The coronavirus pandemic has had medical lingo sliding into day-to-day conversations of a layman. Pandemic, PPE, N-95, herd immunity are among some of the many technical terms that are now used and understood by many outside the medicine fraternity. Another entrant in the list is Ct value or Cycle Threshold value in a RT-PCR test, which is often hailed as the gold standard for Covid testing.
RT-PCR tests always mention a Ct count. The Ct value determines the number of cycles it takes to finally detect coronavirus in a sample. Other than helping conclude if a person is Covid-19 positive or not, the number of cycles also helps determine the viral load.
Lower the Ct value, higher is the viral load, and higher the Ct value, lower is the viral load.
A Ct value below 35 means a person is Covid-19 positive, whereas a Ct value above 35 means the suspected patient has tested negative. To put it in another way Ct value does not correlate with severity but only with infectivity. It tells of the viral load in the throat and not in the lungs.
That said, viral load or Ct value don't necessarily indicate the degree of sickness or help determine possible symptoms in anyway. For example, a person can have a low Ct (high viral load) and still have little or no symptoms.
Then why is Ct count important?
The benchmark 35 for Ct value has been established by the Indian Council of Medical Research (ICMR) for India on the basis of inputs from various virology labs and lab experiences. Globally, the Ct value may range from 35-40 on the basis of testing kits used in various countries.
Ct value's benchmark i.e. 35 was set such so that no infectious patients are missed from the count.
Suppose this benchmark is lowered to 24, suspected patients with Ct value in the 25-35 range would not be considered as positive, even though they may have mild symptoms or be asymptomatic.
This could prevent these people from getting the right medication or treatment and they may even become carriers of the virus.
Furthermore, this could drastically impact the entire picture of the daily total count of Covid-19 positive patients, misleading the government and the healthcare system in its fight against the pandemic.
Leading virologist Dr Shahid Jameel, Director of Trivedi School of Biosciences, Ashoka University has also been reported considering Ct value as a measure of transmission potential.
Incorrect Ct Values
Even though regarded as the best in class, an RT-PCR test is not foolproof. As per the ICMR, the ability of these tests to detect coronavirus is 95 percent, meaning that there is a five percent chance of faulty negative reports.
The reasons why a report turns out to be faulty negative could be varied; low viral load, virus mutations, incorrectly collected samples or human error being some reasons.
This explains why lately many a people have been complaining of Covid-like symptoms despite having a negative RT-PCR report in hand. Although there is no official data or study to back these anecdotes yet, experts are advising such suspected patients to follow all Covid-appropriate behavior including isolating, continuously monitoring symptoms, and seeking medical attention when necessary.
Difference between Ct value and CT score
While the Ct value determines the viral load, CT score is a value derived at in a chest scan. It is a measure of the impact the virus has had on the lungs. And unlike Ct value, higher the CT score, higher the infection.
Also, while a person may choose to go for a test anytime they think they have been exposed to the virus or because a Covid-19 negative report is needed for another purpose, getting a CT scan done from time-to-time is not advisable.
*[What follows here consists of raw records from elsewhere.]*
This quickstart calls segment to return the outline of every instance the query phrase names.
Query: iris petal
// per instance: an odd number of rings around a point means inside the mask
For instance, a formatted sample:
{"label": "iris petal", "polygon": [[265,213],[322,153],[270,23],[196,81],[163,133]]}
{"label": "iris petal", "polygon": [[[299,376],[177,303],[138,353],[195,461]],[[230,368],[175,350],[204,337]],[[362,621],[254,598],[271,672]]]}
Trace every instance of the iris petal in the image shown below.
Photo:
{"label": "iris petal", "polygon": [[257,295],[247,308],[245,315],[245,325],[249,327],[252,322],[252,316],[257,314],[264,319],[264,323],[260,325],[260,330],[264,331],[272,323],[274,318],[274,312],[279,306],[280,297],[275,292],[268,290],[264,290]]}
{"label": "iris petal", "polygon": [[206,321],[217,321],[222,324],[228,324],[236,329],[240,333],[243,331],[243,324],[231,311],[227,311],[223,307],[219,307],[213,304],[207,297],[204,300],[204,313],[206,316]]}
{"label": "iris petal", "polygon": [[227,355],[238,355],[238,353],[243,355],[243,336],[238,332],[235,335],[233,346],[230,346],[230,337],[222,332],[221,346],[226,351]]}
"One CT scan is equivalent to 300-400 chest x-rays. According to data, repeated CT scans in younger age groups increase the risk of cancer in later life. Exposing yourself to radiation, again and again, may cause damage. So, there is no point in doing a CT scan in mild COVID-19 if the oxygen saturation is normal," says Dr Randeep Guleria, Director, All India Institute of Medical Sciences (AIIMS).
The AIIMS chief also cites that a CT scan in asymptomatic or mild Covid cases may show patches in the lungs that eventually go away without treatment, eliminating the need for such a test entirely. For those in doubt, a chest x-ray is recommended instead.